We will see if it ends up becoming my preference in the long run. Assuming this isn’t your first old school game, you can definitely just start with 3LBB. Every retroclone is going to have different implementations of all the secondary sources. Greyharp does a pretty great job (unofficial of course) if you looking for something that is very closed to 3LBB with only a few clarifications that many folks agree on.
The only problem with Greyharp, unless someone updated it, is that it is missing two tables, I believe Cleric saves and the flyers encounter table.
The copy I have has the Cleric Saving throw. For the flyer table, do you mean the hit on flying creatures or something else? Mine has a flying movement table, a hit on flying creatures one, and a hit location.
EDIT: I’ve reviewed… Greyharp is missing the Flying Encounter table. Although, the version I have does have that cleric table.
Definately not my first rodeo, and I dl have 2(!) good pdfs of all the 3lbb in a single pdf, one with calrification and edits(ODD Single Volume)and one without(Dungeons and Dragons White Box). I need to give tjem a straight through read, I “get” OD&D at this point, I should give the rules proper a good look. I will however use TLBB for actual running for sake of ease, portability, pretty decent accuracy, and physicality all in one.
It’s missing the lycanthrope encounters subtable, iirc.

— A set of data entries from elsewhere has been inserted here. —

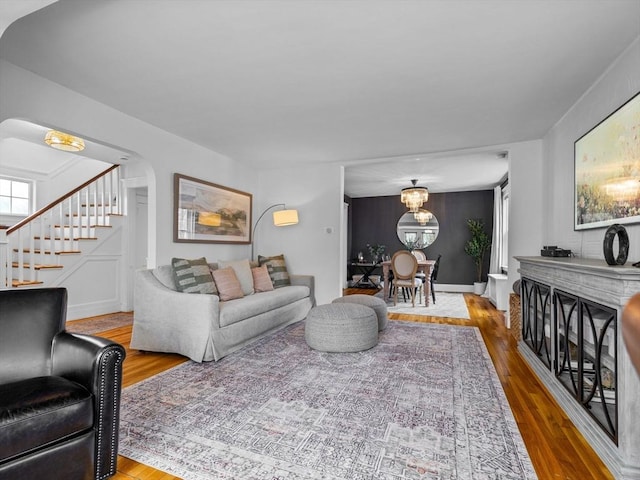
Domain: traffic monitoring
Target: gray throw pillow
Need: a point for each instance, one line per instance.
(277, 270)
(193, 276)
(242, 270)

Edit: Looks like it’s actually missing like… nearly all those subtables. Flyers, Lycans, Swimmers, Undead, Dragon, Giant, etc. Everything but Men and Animals. Unless there’s an updated PDF somewhere, or maybe I just missed em, I dunno.

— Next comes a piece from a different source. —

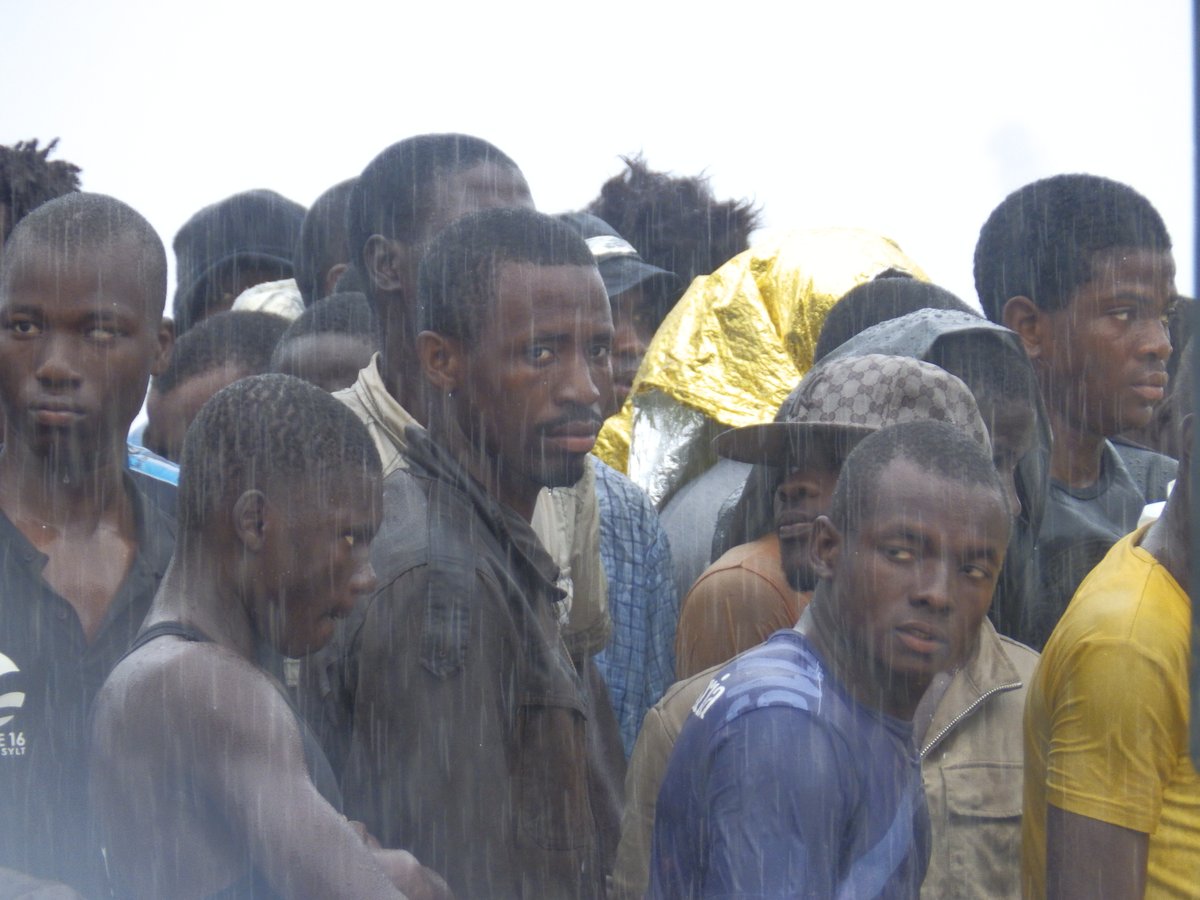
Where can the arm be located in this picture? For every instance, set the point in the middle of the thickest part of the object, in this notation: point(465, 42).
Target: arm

Well in true OD&D fashion, even the attempts to build faithful unofficial copies forget critical elements. I cannot tell if that makes it truer to the original spirit or less LOL.
I’ve been using Delving Deeper v4b for a long while now, and I like the level of openness it has while still providing you a bunch of detailed reference stuff (for free online, too) if you need it while running. A nice canvas.
First answer - the one I made. ![]()
Second answer - Either Delving Deeper or White Box FMAG. Truth is, it’s all just a hodgepodge anyway. One of these days I’ll run a game entirely with just what’s in the 3 LBB and no other house rules and it’ll be interesting and likely very frustrating.
I made my own (The Littlest Brown Book) as a very condensed reference that suits my needs at the table, but I usually recommend new players either go with Delving Deeper if they don’t want to tinker much, or wrestle directly with the original LBBs if they do.
I love tinkering and playing with system stuff, and already have my own notes doc. I also have just kind of internalized large parts of 0e, so. Like I mentioned I got a physical of TLBB on the way, it also suits my needs very well(very small and portable, largely accurate with a bit of cleanup and light tweaks, very clear layout) with the exception of reduced class xp progression tables.
You’re the author of TLBB? I’ve been loving digging through it, some important things that I feel get missed I find in it and I’m glad someone remembered to add the Martians, too often I feel like the sci-fi bits of 0e get ignored!